China dukung sidang darurat DK PBB soal penangkapan Presiden Venezuela oleh AS. Beijing nilai langkah AS langgar hukum internasional.
Selasa, 6 Januari 2026 - 10:30 WIB
Presiden China Xi Jinping berbicara di depan anggota APEC dalam Konferensi Tingkat Tinggi (KTT) ke-30
Sumber :
  • Antara Foto

Jakarta, tvOnenews.com — Pemerintah China secara terbuka menyatakan dukungannya terhadap Dewan Keamanan Perserikatan Bangsa-Bangsa (DK PBB) untuk menggelar sidang darurat menyusul penangkapan Presiden Venezuela Nicolás Maduro oleh pasukan Amerika Serikat.
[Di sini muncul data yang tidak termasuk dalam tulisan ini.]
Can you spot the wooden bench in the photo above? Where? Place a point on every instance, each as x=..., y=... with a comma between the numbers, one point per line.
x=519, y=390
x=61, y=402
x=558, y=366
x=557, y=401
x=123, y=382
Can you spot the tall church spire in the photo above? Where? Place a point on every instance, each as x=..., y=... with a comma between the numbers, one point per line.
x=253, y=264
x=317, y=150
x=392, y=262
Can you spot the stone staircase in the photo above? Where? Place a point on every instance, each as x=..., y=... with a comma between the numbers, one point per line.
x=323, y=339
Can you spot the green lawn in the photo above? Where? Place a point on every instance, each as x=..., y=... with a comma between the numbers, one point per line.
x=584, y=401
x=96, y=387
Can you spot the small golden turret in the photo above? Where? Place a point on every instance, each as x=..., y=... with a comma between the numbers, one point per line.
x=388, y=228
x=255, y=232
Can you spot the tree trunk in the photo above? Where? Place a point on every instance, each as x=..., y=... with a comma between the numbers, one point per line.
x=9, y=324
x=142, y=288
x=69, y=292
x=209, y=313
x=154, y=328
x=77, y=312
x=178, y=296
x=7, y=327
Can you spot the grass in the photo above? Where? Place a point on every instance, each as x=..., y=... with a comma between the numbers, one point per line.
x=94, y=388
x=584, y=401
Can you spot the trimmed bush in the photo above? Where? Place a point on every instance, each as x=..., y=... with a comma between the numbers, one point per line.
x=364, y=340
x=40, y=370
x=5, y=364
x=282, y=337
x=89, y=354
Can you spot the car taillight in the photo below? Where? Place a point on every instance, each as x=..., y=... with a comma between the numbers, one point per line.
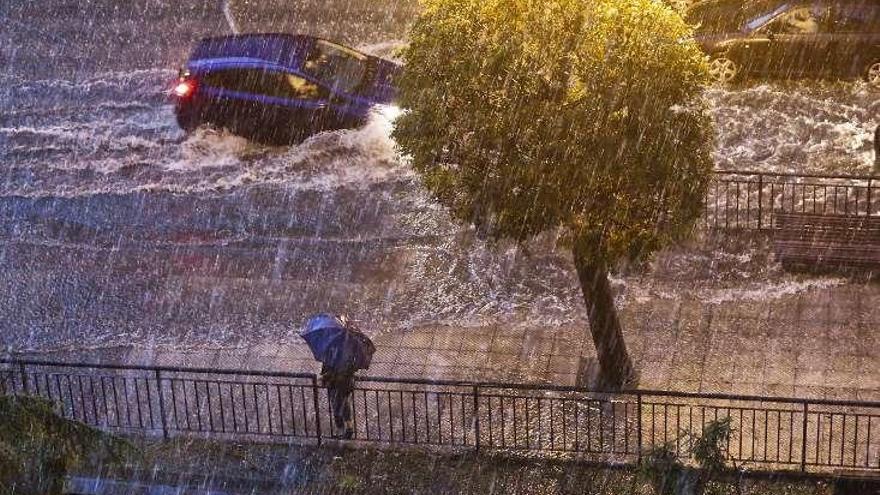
x=184, y=88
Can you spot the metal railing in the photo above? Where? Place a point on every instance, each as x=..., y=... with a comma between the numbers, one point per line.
x=769, y=433
x=743, y=200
Beijing menilai langkah Washington tersebut sebagai pelanggaran serius terhadap hukum internasional dan kedaulatan negara berdaulat.

Dukungan China disampaikan Juru Bicara Kementerian Luar Negeri China, Lin Jian, dalam konferensi pers di Beijing, Senin (5/1). Menurutnya, DK PBB perlu memainkan peran sesuai mandat Piagam PBB untuk menjaga perdamaian dan stabilitas global.

ADVERTISEMENT

GULIR UNTUK LANJUT BACA

“China mendukung Dewan Keamanan PBB mengadakan pertemuan darurat guna membahas serangan militer Amerika Serikat terhadap Venezuela dan mendukung DK PBB menjalankan perannya sesuai mandat,” ujar Lin Jian.
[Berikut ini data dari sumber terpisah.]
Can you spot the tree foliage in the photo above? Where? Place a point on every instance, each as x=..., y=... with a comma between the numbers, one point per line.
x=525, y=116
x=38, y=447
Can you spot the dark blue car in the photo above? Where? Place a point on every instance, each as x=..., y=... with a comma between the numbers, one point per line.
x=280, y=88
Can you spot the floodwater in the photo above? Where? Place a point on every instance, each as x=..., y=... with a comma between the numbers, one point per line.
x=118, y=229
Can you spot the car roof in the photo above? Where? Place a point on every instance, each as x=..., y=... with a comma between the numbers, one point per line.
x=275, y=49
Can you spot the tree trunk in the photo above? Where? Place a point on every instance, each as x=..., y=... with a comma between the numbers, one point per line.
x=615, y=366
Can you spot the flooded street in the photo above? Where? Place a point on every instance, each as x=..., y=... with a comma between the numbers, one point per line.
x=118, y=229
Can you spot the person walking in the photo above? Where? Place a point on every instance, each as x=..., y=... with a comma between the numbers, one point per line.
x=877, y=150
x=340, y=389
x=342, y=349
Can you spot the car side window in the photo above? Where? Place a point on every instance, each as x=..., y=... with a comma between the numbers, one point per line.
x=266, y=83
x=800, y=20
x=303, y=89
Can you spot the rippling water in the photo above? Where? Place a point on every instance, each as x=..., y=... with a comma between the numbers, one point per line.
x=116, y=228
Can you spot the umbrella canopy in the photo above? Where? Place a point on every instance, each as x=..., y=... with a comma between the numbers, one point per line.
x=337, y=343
Sidang darurat DK PBB digelar pada hari yang sama, menyusul meningkatnya ketegangan internasional akibat operasi militer Amerika Serikat yang berujung pada penangkapan Presiden Maduro dan istrinya, Celia Flores. Langkah tersebut langsung menuai kecaman dari sejumlah negara dan pejabat internasional.
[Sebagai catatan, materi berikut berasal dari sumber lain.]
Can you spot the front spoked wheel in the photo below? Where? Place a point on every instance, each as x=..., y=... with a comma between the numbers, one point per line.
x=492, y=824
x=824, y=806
Sekretaris Jenderal PBB António Guterres sebelumnya menegaskan pentingnya penghormatan terhadap kedaulatan nasional, kemerdekaan politik, serta integritas teritorial setiap negara. Ia bahkan memperingatkan bahwa tindakan Amerika Serikat berpotensi menciptakan “preseden berbahaya” bagi tatanan dunia internasional.

Namun dalam sidang darurat tersebut, Duta Besar Amerika Serikat untuk PBB, Michael G. Waltz, membela tindakan negaranya. Ia menyebut operasi tersebut sebagai “penegakan hukum yang tepat sasaran” terhadap dua buronan yang dituduh terlibat narko-terorisme, yakni Nicolás Maduro dan Celia Flores.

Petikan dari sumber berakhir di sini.